捏着灵药推车的把手,赶忙往前快跑了几步。
外门暗灰色的弟子服,似乎与内门的一切都格格不入。
我不知道为何心中如此烦闷,大概是看内门弟子比我天赋好,还比我更加努力的缘故。
我只得摒除一切杂念,更加努力地修炼。
我在外门的第五年,终于能熟练地给灵田布施云雨诀。每日寅时起床,先给三百亩药圃浇灌灵泉,接着去剑堂听内门核心弟子讲解修炼功法和剑法,黄昏时分开始自己练剑。
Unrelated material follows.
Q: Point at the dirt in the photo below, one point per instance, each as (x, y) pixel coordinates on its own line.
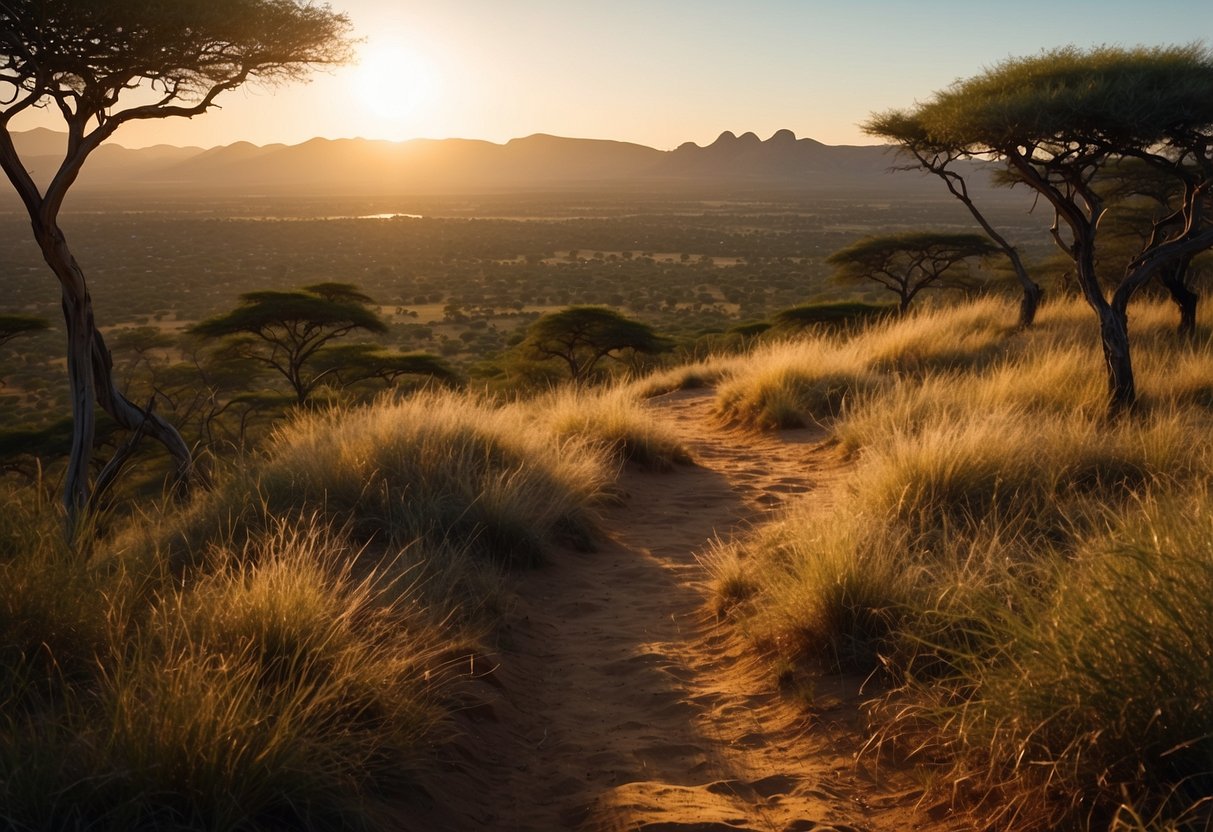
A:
(618, 701)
唯有每月初一送灵药时,能望见昆仑广场上白心月的身影。
那日我背着药篓,推着装满药草的车,听到白心月在教新弟子剑诀。
是《昆仑十九剑》。
我也会,只不过没人像白心月这样耐心地教过自己罢了。
白心月握着新入内门的弟子的手腕调整姿势,葱白的指尖点在对方虎口:“这里,留三分余力再出剑。”
在春雪初融的水汽里,我一时愣了神。
“又在看大师姐啊。”
我吓得一激灵,回头看到王屠龇牙笑着。
王屠自从进入体修一门后,浑身上下的肌肉愈加发达,人也显得高大,还喜欢暴露自己古铜色油亮亮的胸肌。